Giving girls a chance (2001)
When the issue of giving girls a chance comes up, the face of one of my patients jumps up from the back of my memory. Let me briefly talk about her. I had three professional encounters with her over a long period of years.
When I first saw Sayyeda, she was in the company of her mother and elder brother. She was about 13 or 14 years old. She did not go school. She didn’t have a job. She was recently married. I remember she wore a beautiful dress with many bright colours. Her husband had already left, shortly after marriage, to one of the Gulf States, where he was earning a living as a manual labourer.
The reason why they came to see me was that she missed her last two periods. I proceeded to examine her. She had had the usual genital cutting. They were all happy when I confirmed to them that she was pregnant.
To me, her happiness looked as the happiness of a child given a new toy.
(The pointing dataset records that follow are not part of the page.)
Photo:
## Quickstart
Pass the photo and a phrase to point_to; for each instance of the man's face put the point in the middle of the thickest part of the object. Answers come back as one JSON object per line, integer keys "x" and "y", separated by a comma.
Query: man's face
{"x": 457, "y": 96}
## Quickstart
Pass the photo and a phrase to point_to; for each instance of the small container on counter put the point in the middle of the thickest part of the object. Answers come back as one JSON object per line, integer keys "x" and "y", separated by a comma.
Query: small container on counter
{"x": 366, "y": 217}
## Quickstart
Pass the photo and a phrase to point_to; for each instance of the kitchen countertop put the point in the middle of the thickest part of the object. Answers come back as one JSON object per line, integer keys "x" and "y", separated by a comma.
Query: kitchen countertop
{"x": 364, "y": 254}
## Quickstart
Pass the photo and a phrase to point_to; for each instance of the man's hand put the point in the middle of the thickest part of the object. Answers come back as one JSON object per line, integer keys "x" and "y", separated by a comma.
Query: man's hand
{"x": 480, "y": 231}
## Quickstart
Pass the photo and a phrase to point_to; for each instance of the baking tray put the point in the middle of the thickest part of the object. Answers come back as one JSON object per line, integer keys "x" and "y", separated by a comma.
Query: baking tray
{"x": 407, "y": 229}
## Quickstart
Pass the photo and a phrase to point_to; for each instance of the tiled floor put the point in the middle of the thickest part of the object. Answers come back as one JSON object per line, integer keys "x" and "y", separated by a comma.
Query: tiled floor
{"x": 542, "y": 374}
She was a child, and maybe she was happy to be seen as now joining the ranks of adult women. I did not see her for some time after that. But I was keen to inquire from relatives in her village about the outcome of her pregnancy. I was somewhat worried because I knew that her bony pelvis was not yet fully mature and may cause difficulty in labour. But I was told she had a safe delivery at home.
The next time I saw Sayyeda was many years later. I did not recognize her at first. There was nothing left of the cheerful joyous playful child. I now saw a maternally depleted woman with an anxious worried face.
She had already had six deliveries. Two of her children, both boys, died in their first year. She had three living girls and one boy. Her husband was still working abroad, visiting for two months every year or two. Each time he visited, she got pregnant. But the last two visits went by without her getting pregnant.
After examination, I told her that another pregnancy would be risky. She said, and I still remember the words: “it is not me who wants”. Her husband wanted more children, especially boys. He now had money and could afford to marry again if she did not get pregnant. She insisted on going through an infertility investigation and treatment. Since she was now in the high risk category we obstetricians call grand multiparity, I advised her that her next baby should be delivered in hospital.
The third time I saw her was two years later, and in hospital. I was making the ward round with the residents, and they pointed out to me an emergency case admitted the night before. There was Sayyeda. I still remember her pale face, her shrivelled hair, and the look on her face, a look difficult to describe, difficult to forget.
She had obstructed labour after a long suffering at home. She was delayed in going to hospital because she needed the approval and help of her in-laws, which hadn’t been given until it was almost too late. When she arrived at hospital, her uterus had already ruptured and she had severe intra-abdominal haemorrhage. It was a near miss, but her life was saved by blood transfusion and emergency surgery to remove her uterus.
Pregnancy should always be a dignified informed choice, by a woman who is empowered to make her own decisions. I have no doubt that if Sayyeda had been given a chance to have some education, if she had the capacity to earn some living by herself if needed, and if she had the power to make choices in her life, things would have been different.
Why was she not given these chances? There are many girls like her in this world and the situation varies in different countries. In her case, in Egypt, we were in a country where the government has been trying to improve things, through laws and services. Female genital mutilation is punishable by law. School primary education is, theoretically at least, compulsory and free for boys and girls. Marriage of minors below the age of eighteen is banned. Family planning services are supposed to be free for those who cannot afford them. District hospitals are reasonably accessible. The biggest barrier Sayyeda faced was within her own community.
The lesson to me is that it takes more than building a health centre or changing the law to bring about social change. It is civil society working in and working with communities that can bring change from within.
Things are changing, and women are making progress. Twenty years ago, I served as dean of the medical school in Assiut, Upper Egypt. I remember at the time several of my female students told me that they were the first girls who dared to leave their villages, to be educated in the city away from home.
Now, female students are a norm in our provincial university. When I look at their happy faces, I hope that the daughters of Sayyeda are among them and that they were given all the chances that their mother was denied.
This article is an edited version of a speech delivered by FIGO Past President (1994 – 1997) Mahmoud F. Fathalla at the International Planned Parenthood (IPPF) in London in November 2001.